Introduction: Rilmenidine is a widely used centrally acting antihypertensive agent. Its antihypertensive
action is due to stimulation of central I1-imidazoline receptor/α2-adrenoceptor. Since
our previous experiments showed that activation of central α2-adrenoceptors resulted
in gastroprotective effect against different types of gastric mucosal damage we aimed
to examine the effect of rilmenidine on experimental gastric ulcer.
Methods: Gastric damage was induced by ethanol. Rilmenidine was injected either intraperitoneally
(ip.) or intracerebroventricularly (icv.) 20 and 10min resp., before the ethanol challenge.
The degree of gastric damage was estimated macroscopically and characterised by ulcer
index (calculated form the number and severity of gastric mucosal lesion). Gastric
acid secretion was measured in pylorus ligated rats, the volume and acidity was measured
4h after ligation. The antagonists were injected icv. 10min before rilmenidine administration.
Results: Rilmenidine inhibited the ethenol-induced lesion given ip. (ED50: 2 nmol/kg) or icv.
(ED50: 0.006 nmol/rat). In both cases the dose-response curves proved to be bell-shaped.

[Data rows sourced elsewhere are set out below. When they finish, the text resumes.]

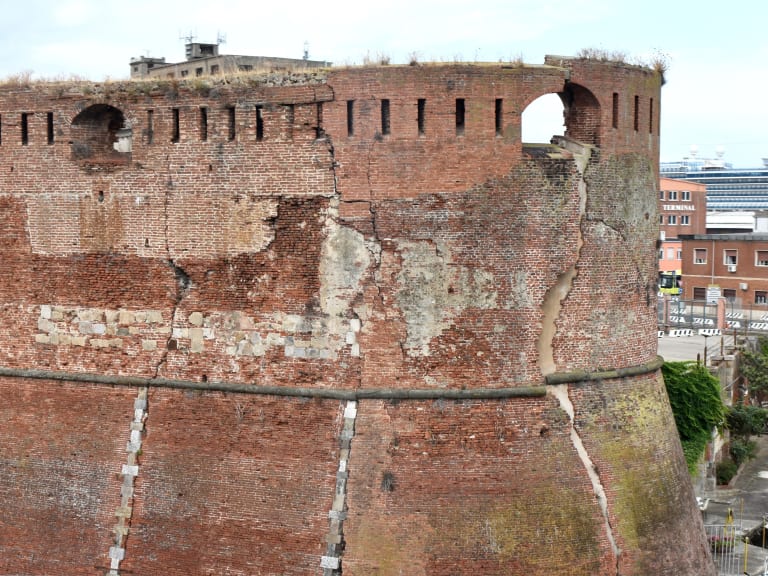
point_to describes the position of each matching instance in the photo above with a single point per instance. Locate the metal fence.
(740, 318)
(729, 548)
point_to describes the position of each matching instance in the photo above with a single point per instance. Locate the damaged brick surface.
(274, 232)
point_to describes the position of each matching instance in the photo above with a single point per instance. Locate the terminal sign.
(713, 293)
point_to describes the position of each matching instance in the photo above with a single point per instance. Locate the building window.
(24, 128)
(350, 117)
(637, 113)
(150, 126)
(175, 131)
(385, 120)
(499, 116)
(203, 124)
(460, 116)
(421, 108)
(259, 122)
(231, 133)
(49, 118)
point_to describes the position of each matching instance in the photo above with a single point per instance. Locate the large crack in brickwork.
(555, 296)
(560, 392)
(331, 561)
(551, 308)
(128, 472)
(183, 281)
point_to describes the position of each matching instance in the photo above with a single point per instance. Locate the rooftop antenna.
(189, 38)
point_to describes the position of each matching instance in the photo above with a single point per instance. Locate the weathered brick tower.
(342, 322)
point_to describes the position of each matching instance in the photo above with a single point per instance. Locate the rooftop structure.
(204, 59)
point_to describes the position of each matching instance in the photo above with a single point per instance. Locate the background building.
(204, 60)
(728, 188)
(682, 210)
(734, 264)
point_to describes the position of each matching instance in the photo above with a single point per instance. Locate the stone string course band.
(337, 394)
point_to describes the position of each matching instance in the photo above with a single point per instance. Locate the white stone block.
(129, 470)
(329, 562)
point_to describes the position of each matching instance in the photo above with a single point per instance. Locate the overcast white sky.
(717, 52)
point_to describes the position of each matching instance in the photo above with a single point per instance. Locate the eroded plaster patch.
(433, 291)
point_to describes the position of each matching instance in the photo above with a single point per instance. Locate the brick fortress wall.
(336, 322)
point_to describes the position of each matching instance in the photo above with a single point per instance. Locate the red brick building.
(340, 320)
(736, 264)
(682, 210)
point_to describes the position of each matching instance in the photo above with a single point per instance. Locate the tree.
(694, 395)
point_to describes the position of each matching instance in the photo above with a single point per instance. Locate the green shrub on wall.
(694, 395)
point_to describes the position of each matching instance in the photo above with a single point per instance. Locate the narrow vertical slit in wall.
(176, 133)
(150, 126)
(385, 126)
(460, 116)
(350, 117)
(259, 122)
(499, 115)
(49, 120)
(291, 118)
(319, 131)
(203, 123)
(650, 116)
(421, 108)
(24, 128)
(637, 113)
(231, 115)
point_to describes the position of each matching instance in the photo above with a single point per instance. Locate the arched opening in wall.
(542, 119)
(101, 136)
(573, 113)
(582, 114)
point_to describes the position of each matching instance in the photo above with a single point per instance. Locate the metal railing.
(729, 548)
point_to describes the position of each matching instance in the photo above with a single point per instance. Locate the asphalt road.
(689, 347)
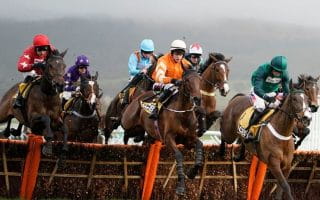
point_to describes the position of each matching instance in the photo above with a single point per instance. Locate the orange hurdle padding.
(31, 166)
(151, 170)
(252, 175)
(258, 182)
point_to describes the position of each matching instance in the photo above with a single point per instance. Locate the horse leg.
(222, 149)
(180, 190)
(198, 160)
(17, 132)
(241, 155)
(6, 131)
(47, 132)
(274, 167)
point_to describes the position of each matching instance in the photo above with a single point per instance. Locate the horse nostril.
(197, 100)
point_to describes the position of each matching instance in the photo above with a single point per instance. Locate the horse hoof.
(180, 190)
(237, 158)
(47, 150)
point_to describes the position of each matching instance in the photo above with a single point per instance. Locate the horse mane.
(218, 56)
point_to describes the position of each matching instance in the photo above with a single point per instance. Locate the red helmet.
(41, 40)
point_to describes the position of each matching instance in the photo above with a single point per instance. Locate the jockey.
(194, 55)
(32, 62)
(80, 68)
(169, 71)
(139, 62)
(266, 82)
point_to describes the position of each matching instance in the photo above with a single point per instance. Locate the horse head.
(219, 72)
(54, 70)
(191, 85)
(298, 103)
(89, 89)
(311, 89)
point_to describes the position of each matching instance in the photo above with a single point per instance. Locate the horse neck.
(183, 101)
(282, 122)
(82, 107)
(208, 80)
(46, 87)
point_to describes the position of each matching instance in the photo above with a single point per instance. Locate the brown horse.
(43, 104)
(215, 76)
(311, 89)
(177, 121)
(275, 147)
(115, 108)
(81, 117)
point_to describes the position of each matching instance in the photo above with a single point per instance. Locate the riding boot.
(19, 102)
(125, 100)
(202, 124)
(163, 96)
(253, 120)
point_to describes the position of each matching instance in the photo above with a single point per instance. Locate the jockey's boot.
(163, 96)
(202, 125)
(125, 100)
(19, 102)
(253, 120)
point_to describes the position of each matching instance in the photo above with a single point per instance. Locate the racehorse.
(177, 121)
(275, 146)
(311, 89)
(115, 108)
(81, 116)
(43, 104)
(215, 76)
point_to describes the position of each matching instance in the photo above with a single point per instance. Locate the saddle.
(245, 118)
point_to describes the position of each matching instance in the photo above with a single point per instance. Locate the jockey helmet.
(178, 45)
(41, 40)
(195, 48)
(82, 60)
(147, 45)
(279, 63)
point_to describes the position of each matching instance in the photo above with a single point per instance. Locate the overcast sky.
(304, 13)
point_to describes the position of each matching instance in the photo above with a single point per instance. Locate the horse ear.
(212, 56)
(64, 53)
(290, 84)
(228, 59)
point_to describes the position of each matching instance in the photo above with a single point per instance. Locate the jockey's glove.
(176, 82)
(39, 65)
(269, 99)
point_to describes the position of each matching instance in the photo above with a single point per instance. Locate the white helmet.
(178, 44)
(195, 48)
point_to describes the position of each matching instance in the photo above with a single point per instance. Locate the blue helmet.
(82, 60)
(147, 45)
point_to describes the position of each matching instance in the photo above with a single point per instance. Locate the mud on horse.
(215, 76)
(177, 121)
(275, 146)
(115, 109)
(43, 104)
(81, 117)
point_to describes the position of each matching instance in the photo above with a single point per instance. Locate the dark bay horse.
(177, 121)
(215, 76)
(43, 104)
(81, 118)
(311, 89)
(276, 146)
(115, 108)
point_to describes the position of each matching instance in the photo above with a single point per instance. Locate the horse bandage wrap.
(245, 119)
(148, 107)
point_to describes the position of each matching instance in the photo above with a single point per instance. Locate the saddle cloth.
(245, 118)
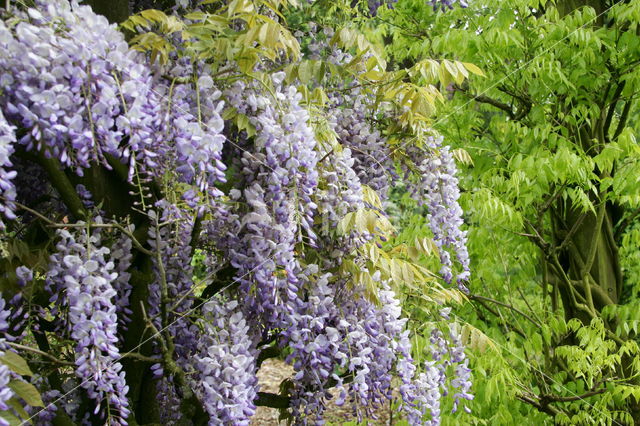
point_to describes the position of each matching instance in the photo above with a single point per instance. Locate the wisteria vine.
(193, 220)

Involvement of alpha-2 adrenoceptors was suggested by the antagonistic effect of yohimbine
(50 nmol/rat icv.) as well as prazosin (5 nmol/rat icv.) and ARC 239 (50 nmol/rat
icv.) (alpha-2B adrenoceptor antagonists). The involvement of endogenous opioid system
was suggested by the findings that both naloxone (5 nmol/rat icv.; µ-antagonist),
naltrindole (5 nmol/rat icv. δ-antagonist) and norbinaltorphimine (27 nmol/rat icv.;
κ-opioid receptor antagonists) highly reduced the gastro-protective effect of rilmenidine.
Furthermore, rilmenidine even in the dose of 210 nmol/rat icv. failed to affect gastric
acid secretion.
Conclusion: The centrally acting antihypertensive agent rilmenidine induces gastric mucosal protection.
The gastroprotective dose range (2–10 nmol/rat ip) is far below its antihypertensive
one (200–400 nmol/kg iv). The centrally-induced protective effect involves activation
of α2B-adrenoecptor subtypes as well as opioid system. It might be raised that antihypertensive
therapy with rilmenidine may exert beneficial action on gastric mucosa – though further
studies are needed in human beings to demonstrate the mucosal protective effect of
rilmenidine.
The work was supported by grant ETT 389/2003.